People have given some really solid advice here, and I don't think you need another person to echo the other posters' recommendations to cut the dairy, nuts, wine, etc. The only thing I would add is that you could try upping your protein. You're sedentary, so it may not be "necessary" per se, but Robb Wolf recommends to a lot of folks taking in right around 1g/lb body weight (not just lean body mass). We all have different protein needs and some are fine with the low-end of Mark's recommendation of .7g/lb of lean body mass, but some do require more for satiety.
I agree with the others and you can up the carbs a little, and just eat more vegetables, period. Also, thank your lucky freaking stars that you can maintain 135lbs on 2400+ calories a day. That is... ridiculous. And really lucky for you.
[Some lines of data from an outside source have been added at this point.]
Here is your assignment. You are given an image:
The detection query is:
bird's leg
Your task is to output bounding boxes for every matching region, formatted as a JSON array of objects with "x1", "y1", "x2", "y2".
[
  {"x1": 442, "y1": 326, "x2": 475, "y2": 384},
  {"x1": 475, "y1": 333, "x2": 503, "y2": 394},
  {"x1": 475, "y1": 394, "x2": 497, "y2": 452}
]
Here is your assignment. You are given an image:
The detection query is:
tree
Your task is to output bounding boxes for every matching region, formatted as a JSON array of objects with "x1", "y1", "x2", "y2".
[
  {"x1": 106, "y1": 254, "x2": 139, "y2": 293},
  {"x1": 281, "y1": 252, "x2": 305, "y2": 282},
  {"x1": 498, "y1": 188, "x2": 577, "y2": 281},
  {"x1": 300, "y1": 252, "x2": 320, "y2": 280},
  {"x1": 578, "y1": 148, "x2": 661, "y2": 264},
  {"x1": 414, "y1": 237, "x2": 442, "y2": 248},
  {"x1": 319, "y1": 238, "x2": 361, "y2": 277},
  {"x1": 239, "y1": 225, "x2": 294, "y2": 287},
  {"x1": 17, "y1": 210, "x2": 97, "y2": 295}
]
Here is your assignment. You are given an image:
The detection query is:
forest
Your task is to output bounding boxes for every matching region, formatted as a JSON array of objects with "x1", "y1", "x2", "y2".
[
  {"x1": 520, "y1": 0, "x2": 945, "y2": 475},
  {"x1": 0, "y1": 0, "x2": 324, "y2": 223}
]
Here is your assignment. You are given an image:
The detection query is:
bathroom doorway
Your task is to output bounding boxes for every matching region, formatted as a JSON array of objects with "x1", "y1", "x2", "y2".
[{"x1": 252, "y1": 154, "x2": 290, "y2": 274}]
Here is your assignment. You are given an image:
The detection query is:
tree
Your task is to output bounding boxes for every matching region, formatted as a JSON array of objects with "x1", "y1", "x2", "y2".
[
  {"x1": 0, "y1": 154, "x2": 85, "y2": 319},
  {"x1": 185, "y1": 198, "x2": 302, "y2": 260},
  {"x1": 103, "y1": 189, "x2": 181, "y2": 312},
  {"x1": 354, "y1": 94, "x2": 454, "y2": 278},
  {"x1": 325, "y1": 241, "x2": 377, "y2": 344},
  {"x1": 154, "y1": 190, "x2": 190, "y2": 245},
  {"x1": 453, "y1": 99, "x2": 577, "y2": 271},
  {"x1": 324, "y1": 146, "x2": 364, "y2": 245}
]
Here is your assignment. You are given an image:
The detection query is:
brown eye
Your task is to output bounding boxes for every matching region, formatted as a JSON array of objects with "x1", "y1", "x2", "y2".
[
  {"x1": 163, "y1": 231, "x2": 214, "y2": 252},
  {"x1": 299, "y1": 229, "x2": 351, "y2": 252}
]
Now, I would say that your calories aren't being used very wisely and it isn't surprising that you're still hungry. I too can demolish close to 1lb of meat in a sitting, so that's all good. But if you want to eat 12oz of meat, sausage isn't a good idea if you're trying to lose weight, nor is 7 pieces of bacon in a day, nor is half a cup of heavy cream. I would tell you to cut the bacon, sausage, and heavy cream consumption in half and add more protein just for satiety's sake.
If you're new to PB, that much fat intake is great for you to jump in, get started, and switch your metabolism, or to maintain weight. It is not conducive to losing weight. Bump up your vegetable and protein intake (or don't, Saiorse always gives wonderful advice. I'm just going with what Robb Wolf has said for those looking to lose weight) and cut down the fat. 40-50% of daily calories is more than enough. If you're calorie-restricted and therefore burning body fat, your body is getting a high-fat meal ALL THE TIME. When you're happy with your weight, feel free to kick the fat back up again, since then you would be wanting to burn the fat in your stomach and not on your ____(insert body part here).
Live Clean, Love Hard. Or vice versa.
Female! Height: 5'10.5" HW: 161 SW: 135 CW: 124 GW: Whatever number my body wants to be when I'm eating and moving well - trying to get that muscle mass up.